Third, China requires market-specific architecture. Content, data-source, and registration requirements are not satisfiable through a global compliance programme. A deployer serving Chinese users needs a compliant-in-China approach, typically involving a local operator entity and a localised technical stack. Retrofitting a global deployment to Chinese rules is expensive and often incomplete.

What to hold on file in the region.

For a deployer operating across Singapore, Korea, Japan, and Australia, the defensible baseline file includes: a risk management programme description aligned with either NIST AI RMF or ISO/IEC 42001 as the organising reference; an inventory of AI systems in use with risk classification under each national framework; an AI Verify testing report (or equivalent) for each high-impact system; a user-notification workflow aligned with Korean Basic Act requirements where applicable; and sectoral documentation specific to the regulator in each market. Adding China requires a separate, market-specific file.
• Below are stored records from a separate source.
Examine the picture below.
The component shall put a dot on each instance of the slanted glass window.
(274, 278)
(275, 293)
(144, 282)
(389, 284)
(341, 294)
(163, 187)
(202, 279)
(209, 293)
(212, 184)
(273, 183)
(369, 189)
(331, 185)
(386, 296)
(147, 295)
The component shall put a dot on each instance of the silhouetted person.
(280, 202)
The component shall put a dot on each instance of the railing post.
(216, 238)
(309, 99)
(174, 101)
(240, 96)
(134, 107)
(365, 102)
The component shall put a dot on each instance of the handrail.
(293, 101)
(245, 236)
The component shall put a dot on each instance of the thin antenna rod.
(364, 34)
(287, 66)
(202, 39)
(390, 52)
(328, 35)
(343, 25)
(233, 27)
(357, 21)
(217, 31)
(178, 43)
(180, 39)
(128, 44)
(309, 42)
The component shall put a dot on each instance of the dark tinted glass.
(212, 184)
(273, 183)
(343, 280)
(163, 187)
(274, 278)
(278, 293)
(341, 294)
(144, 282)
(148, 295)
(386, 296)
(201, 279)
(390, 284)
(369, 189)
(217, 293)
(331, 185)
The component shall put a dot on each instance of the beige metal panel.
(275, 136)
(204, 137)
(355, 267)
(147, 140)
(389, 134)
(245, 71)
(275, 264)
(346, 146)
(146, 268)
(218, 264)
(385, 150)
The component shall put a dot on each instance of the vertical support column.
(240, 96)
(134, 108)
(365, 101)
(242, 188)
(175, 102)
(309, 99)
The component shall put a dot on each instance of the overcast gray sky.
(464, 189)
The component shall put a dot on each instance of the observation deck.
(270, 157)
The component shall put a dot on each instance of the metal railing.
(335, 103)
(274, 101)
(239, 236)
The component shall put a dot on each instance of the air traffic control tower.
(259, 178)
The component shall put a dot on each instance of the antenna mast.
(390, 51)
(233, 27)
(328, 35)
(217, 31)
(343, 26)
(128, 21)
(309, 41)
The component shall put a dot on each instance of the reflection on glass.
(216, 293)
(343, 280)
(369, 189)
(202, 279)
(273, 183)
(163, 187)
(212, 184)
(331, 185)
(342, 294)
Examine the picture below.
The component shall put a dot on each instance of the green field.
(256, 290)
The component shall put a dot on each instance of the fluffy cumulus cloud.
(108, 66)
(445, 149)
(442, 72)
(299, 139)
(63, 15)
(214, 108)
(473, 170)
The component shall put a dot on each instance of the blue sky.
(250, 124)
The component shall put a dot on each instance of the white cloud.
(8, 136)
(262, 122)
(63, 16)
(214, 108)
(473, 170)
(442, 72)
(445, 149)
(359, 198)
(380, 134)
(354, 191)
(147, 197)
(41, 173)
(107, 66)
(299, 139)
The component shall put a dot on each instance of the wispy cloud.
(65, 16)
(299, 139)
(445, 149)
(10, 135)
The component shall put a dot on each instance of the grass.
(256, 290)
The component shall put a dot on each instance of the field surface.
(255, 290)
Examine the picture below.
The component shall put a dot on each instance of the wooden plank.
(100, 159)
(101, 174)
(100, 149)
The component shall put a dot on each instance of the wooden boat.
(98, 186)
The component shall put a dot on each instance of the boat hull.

The regional picture is not lighter than the US or EU. It is differently organised. An operator that approaches Asia-Pacific as a single compliance surface will be surprised by the detail. An operator that treats each jurisdiction separately and documents accordingly will be in position to deploy across the region with confidence.

Related reading

For the regional framework detail, see our reading of AI Verify and the Model AI Governance Framework. For the jurisdiction-by-jurisdiction map, see the jurisdictions page. For the cross-regional comparison, see US, EU, UK: three approaches to the same question.

Frequently asked questions

Does Asia-Pacific have comprehensive AI statutes?

Korea does (AI Basic Act, 2024). Japan has a promotional framework, not substantive operator duties. Singapore uses voluntary frameworks plus sectoral regulators. China uses layered administrative measures with a comprehensive law expected in 2026-2027.

What is AI Verify?

An open-source testing toolkit operationalising eleven governance principles into technical and process tests. The output is a testing report readable by operators, auditors, and regulators.

Does Singapore's framework have legal force?

Indirectly, through sectoral regulators that reference it. MAS FEAT, the PDPC's AI guidance, and the Ministry of Health's frameworks all incorporate the MAGF vocabulary.

What is the Korean AI Basic Act?

Asia's first comprehensive AI statute. Tiered high-impact classification, user notification, risk management duties, extraterritorial reach. Effective January 2026 with phased implementation.

Can a single compliance programme work across the region?

Substantially yes for Singapore, Japan, Korea, and Australia. China requires a market-specific architecture.

References

  1. AI Basic Act (Republic of Korea, 2024).
  2. Basic Act on the Promotion of AI (Japan, 2024).
  3. Model AI Governance Framework (Singapore, IMDA, 2024 edition).
  4. AI Verify Foundation, AI Verify Toolkit.
  5. MAS FEAT Principles and Veritas Initiative.
  6. Interim Measures for the Administration of Generative AI Services (China, 2023).
  7. Algorithmic Recommendation Regulations (China, 2022).
  8. Deep Synthesis Regulations (China, 2023).
  9. METI AI Guidelines for Business (Japan, 2024).